日本橋を人と街の交流拠点へ。三井不動産が手掛けるオープンスペース、自然と会話が生まれるイベントは想像以上の多彩さだった!

SUUMOジャーナル

三井不動産が東京・日本橋に、「好奇心を動かし探求と活動を生み出すオープンスペース 」を開設させた。なぜ、日本橋に交流拠点を開設したのかが気になるところだが、多彩なイベントを連日開催していると聞いて、参加してみた。その様子をレポートしよう。

【今週の住活トピック】
「+NARU NIHONBASHI by MITSUI FUDOSAN」をオープン/三井不動産

交流拠点「+NARU NIHONBASHI by MITSUI FUDOSAN」とはどんな施設?

オープンスペースの名称は「+NARU NIHONBASHI by MITSUI FUDOSAN(以下、「+NARU NIHONBASHI」)」。NARU(ナル)は「成る」「為る」「鳴る」「生る」といった複数の意味が込められており、人や街に変化や動きを生み出すことを目指しているのだとか。

現地を訪れてみると、ガラス張りなので中の様子が見えて、開放的な印象を受けた。
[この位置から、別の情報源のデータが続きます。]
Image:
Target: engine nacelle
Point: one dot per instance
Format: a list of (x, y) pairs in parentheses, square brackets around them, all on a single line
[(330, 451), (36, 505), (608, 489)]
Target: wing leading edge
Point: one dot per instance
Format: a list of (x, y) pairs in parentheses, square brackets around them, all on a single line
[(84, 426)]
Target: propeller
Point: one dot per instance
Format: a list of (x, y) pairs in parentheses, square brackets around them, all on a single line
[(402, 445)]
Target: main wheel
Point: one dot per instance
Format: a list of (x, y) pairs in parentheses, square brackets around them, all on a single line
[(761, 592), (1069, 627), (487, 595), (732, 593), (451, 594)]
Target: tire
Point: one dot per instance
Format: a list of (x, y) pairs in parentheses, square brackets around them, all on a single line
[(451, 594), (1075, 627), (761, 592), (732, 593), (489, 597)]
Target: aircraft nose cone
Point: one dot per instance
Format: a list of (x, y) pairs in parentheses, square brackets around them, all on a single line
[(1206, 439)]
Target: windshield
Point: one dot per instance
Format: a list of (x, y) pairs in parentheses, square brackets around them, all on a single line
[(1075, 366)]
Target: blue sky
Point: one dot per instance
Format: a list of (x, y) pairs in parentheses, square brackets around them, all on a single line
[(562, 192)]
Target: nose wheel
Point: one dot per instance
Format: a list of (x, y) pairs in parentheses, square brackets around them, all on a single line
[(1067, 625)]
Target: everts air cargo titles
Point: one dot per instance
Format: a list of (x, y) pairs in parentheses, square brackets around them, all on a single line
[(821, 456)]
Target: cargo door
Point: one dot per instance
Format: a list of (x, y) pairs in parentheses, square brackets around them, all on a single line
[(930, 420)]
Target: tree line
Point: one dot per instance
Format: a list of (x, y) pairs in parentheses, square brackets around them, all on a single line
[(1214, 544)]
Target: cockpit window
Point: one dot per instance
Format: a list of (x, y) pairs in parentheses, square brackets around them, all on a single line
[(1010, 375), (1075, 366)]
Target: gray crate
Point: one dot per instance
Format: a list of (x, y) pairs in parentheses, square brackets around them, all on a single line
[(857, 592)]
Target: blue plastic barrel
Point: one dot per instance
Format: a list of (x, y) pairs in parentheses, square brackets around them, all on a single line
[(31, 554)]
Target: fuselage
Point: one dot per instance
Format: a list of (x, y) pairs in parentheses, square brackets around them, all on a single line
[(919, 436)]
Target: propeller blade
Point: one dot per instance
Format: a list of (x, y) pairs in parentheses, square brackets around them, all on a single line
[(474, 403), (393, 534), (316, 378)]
(記事冒頭のエントランス写真参照)目に入るのがコーヒースタンド(ドリンクは有料)で、カフェと間違える人もいるかもしれない。中に入るとコミュニティマネージャーが声をかけてくる。取材で訪れた旨を伝えると、三井不動産から委託され+NARU NIHONBASHIを運営している株式会社 GoldilocksのCEO川路武さんが施設を案内してくれた。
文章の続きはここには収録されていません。